Practical application (operational steps)
In practice, the mechanism operates as follows.
First, the relevant reference points must be identified: the time at which the contract was entered into (reference week) and the time at which the transport service is performed. In contracts of successive performance, this analysis must be carried out for each billing period, in accordance with the temporal criteria consistently applied within the contractual relationship.
Next, the average weekly diesel price corresponding to each of these points is determined, and the percentage variation between them (G) is calculated.
On that basis, it must be assessed whether the applicable threshold has been exceeded. If the variation reaches 5% compared to the time the contract was entered into (or a lower threshold agreed in writing), the price adjustment applies; otherwise, no adjustment is made. This same approach applies to contracts of successive performance, with the assessment carried out in each billing period.
Where the adjustment applies, it is calculated on the basis of the initial transport price (P), applying the variation obtained and weighting it by the coefficient corresponding to the type of vehicle (C). The resulting amount must be reflected on the invoice as a separate line item, either increasing or decreasing the transport price.

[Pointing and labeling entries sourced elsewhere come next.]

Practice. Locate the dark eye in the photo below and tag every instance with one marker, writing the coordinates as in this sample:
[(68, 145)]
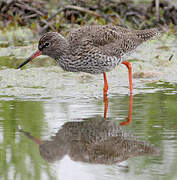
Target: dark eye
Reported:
[(46, 44)]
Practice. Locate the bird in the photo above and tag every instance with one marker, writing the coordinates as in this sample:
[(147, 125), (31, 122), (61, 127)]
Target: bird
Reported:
[(94, 49)]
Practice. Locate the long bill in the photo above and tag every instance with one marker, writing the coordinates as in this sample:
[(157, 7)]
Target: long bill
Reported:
[(33, 56)]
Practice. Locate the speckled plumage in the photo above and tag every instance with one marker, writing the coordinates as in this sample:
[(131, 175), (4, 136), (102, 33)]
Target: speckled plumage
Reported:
[(93, 49)]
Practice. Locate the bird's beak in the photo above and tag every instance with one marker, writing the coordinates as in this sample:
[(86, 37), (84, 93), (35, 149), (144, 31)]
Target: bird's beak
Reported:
[(37, 53)]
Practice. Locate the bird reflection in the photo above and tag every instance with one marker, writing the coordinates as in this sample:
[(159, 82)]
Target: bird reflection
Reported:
[(93, 140), (129, 118)]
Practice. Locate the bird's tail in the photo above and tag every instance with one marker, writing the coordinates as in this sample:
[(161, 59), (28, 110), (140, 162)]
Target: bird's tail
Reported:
[(147, 33)]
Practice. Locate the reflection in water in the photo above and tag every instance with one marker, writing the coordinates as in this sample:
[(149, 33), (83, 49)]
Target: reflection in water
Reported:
[(94, 140), (129, 118)]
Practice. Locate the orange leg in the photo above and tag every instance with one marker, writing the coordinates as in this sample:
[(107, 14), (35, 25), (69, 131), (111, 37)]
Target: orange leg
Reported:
[(129, 118), (130, 75), (105, 90), (105, 106)]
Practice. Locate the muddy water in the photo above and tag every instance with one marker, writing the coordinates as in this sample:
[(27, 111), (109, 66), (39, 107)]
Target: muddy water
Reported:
[(52, 125)]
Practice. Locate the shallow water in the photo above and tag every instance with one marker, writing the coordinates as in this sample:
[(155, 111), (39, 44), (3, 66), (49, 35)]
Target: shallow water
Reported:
[(52, 125)]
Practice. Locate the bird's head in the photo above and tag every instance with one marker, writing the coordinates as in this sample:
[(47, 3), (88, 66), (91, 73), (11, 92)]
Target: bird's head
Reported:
[(51, 44)]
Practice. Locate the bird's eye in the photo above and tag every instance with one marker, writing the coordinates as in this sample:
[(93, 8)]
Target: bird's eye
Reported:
[(46, 44)]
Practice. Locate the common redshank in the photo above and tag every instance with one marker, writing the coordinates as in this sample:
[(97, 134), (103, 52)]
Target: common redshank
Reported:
[(93, 49)]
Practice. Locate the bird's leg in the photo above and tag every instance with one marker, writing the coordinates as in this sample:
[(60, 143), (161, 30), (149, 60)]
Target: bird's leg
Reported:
[(105, 89), (105, 106), (129, 118), (130, 75)]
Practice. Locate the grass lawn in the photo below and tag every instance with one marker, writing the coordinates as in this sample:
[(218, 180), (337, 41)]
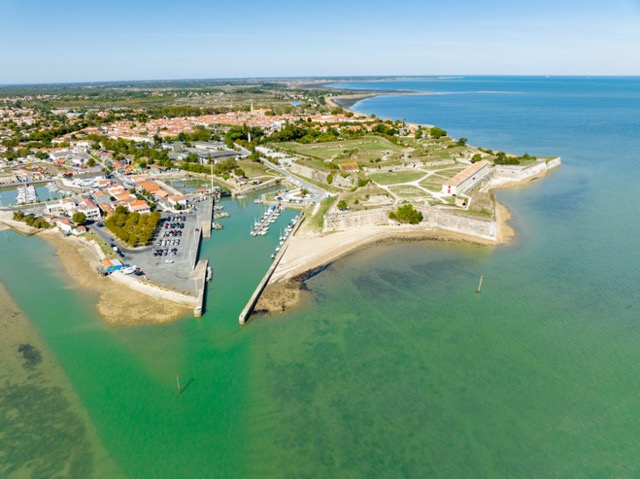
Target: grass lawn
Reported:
[(369, 147), (396, 177), (448, 173), (408, 191), (316, 221), (253, 168), (432, 184)]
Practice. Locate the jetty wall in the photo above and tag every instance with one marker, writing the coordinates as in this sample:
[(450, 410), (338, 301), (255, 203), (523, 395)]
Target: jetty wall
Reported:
[(436, 218), (519, 173), (248, 309), (253, 189)]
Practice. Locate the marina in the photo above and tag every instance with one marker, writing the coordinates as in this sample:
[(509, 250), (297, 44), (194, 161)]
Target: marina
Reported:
[(270, 216), (26, 195)]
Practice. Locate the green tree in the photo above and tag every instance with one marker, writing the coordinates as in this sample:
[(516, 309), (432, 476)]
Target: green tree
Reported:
[(437, 132), (79, 218)]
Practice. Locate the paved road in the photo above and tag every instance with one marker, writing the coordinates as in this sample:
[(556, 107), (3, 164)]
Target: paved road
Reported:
[(315, 193), (171, 271)]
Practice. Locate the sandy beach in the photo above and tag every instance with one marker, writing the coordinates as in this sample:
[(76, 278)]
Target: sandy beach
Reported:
[(118, 304), (308, 252), (122, 301)]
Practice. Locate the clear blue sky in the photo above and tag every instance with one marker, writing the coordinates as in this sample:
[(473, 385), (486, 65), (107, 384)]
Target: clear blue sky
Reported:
[(71, 40)]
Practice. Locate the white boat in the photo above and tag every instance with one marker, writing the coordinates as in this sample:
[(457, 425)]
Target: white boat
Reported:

The assessment is always based on a comparison between two points in time (contract formation and performance, or the relevant billing period), which determines the variation in fuel prices. Once the applicable threshold has been exceeded, the adjustment is incorporated into the transport price in accordance with the variables described above. This process is repeated in each billing period in the case of contracts of an ongoing nature.
Treatment of fuel subsidies
The principle already established under Royal Decree-Law 7/2026 is reinforced:
- until 30 June 2026, diesel rebates may not be included in the calculation of the price adjustment; and
- their exclusive nature for the benefit of the carrier is expressly recognised.
Penalty regime
Royal Decree-Law 9/2026 introduces a significant strengthening of administrative oversight:
- it constitutes an infringement for the shipper or the party responsible for payment to prevent or refuse the itemisation of the fuel-related price adjustment on the invoice, particularly in respect of services exceeding €3,000.
For an infringement to be established, the carrier must demonstrate:
- that a properly itemised invoice was issued and subsequently rejected or altered; or
- that it was not possible to issue the invoice correctly or to secure its acceptance in the required form.
Sanctions
- Fines may reach up to €6,000, depending on the value of the transport service.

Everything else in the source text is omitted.